Airway penetration and/or aspiration are often identified in PWPD, even with no or minimal complaints of swallowing difficulty [8, 9]. The pathophysiological cause of decreased swallow safety in this population is thought to be multifactorial including poor bolus control, decreased esophageal function, and somatosensory deficits [10, 11]. While laryngeal kinematics during swallowing, such as laryngeal vestibule closure reaction and duration times, are likely associated with dysphagia (specifically airway invasion) in PWPD, they have not been investigated until recently. Current evidence has shown that the timing of airway closure was the strongest predictor of airway invasion in non-advanced PD [12]. However, further knowledge of laryngeal function during swallowing in PWPD is needed to more fully inform our understanding of laryngeal impairment as the disease progresses and to inform treatment planning for rehabilitation of swallowing function.
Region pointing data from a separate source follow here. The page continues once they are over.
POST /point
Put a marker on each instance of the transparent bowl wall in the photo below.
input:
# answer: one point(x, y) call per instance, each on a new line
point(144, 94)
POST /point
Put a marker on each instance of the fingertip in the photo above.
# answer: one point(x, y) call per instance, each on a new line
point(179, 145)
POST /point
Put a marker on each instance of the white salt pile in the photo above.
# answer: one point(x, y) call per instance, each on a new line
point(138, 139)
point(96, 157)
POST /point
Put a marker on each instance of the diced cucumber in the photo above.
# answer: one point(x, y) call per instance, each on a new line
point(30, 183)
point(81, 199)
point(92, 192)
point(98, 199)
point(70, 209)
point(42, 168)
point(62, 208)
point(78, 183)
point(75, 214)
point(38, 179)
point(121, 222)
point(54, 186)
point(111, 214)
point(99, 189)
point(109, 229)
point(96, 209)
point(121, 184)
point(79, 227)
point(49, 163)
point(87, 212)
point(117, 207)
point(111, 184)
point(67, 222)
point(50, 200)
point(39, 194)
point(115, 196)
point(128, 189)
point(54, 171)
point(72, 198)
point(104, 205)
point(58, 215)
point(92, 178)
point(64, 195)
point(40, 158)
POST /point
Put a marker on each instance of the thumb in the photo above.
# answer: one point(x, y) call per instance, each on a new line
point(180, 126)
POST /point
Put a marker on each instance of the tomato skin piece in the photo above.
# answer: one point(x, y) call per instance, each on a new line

There is evidence that the perception of swallowing impairment in PWPD is also impaired throughout the stages of disease progression. For example, while oropharyngeal dysphagia in non-advanced PD (e.g., Hoehn & Yahr stages I –III) may be present, many PWPD are unaware of their swallowing difficulties or their dysphagia symptoms may be self-perceived as “benign” [13]. This leaves the possibility of aspiration and subsequent sequelae as potential risks to health, even in non-advanced stages of the disease [14]. Dysphagia in non-advanced stages may also be present at rates higher than previously expected. A meta-analysis reported increases in dysphagia diagnosis post instrumental assessment despite there being no overt or subjectively reported dysphagia symptoms at pre-assessment [15]. Extant literature also supports the use of standardized measures for detection of swallowing impairment in PWPD in both advanced and non-advanced stages [16]. The potential lack of self-awareness in the perception of swallowing disturbances combined with increased evidence of penetration and/or aspiration in non-advanced stages supports the need to objectively determine if there are measures or means to better identify swallowing impairments in PWPD across the continuum of progression.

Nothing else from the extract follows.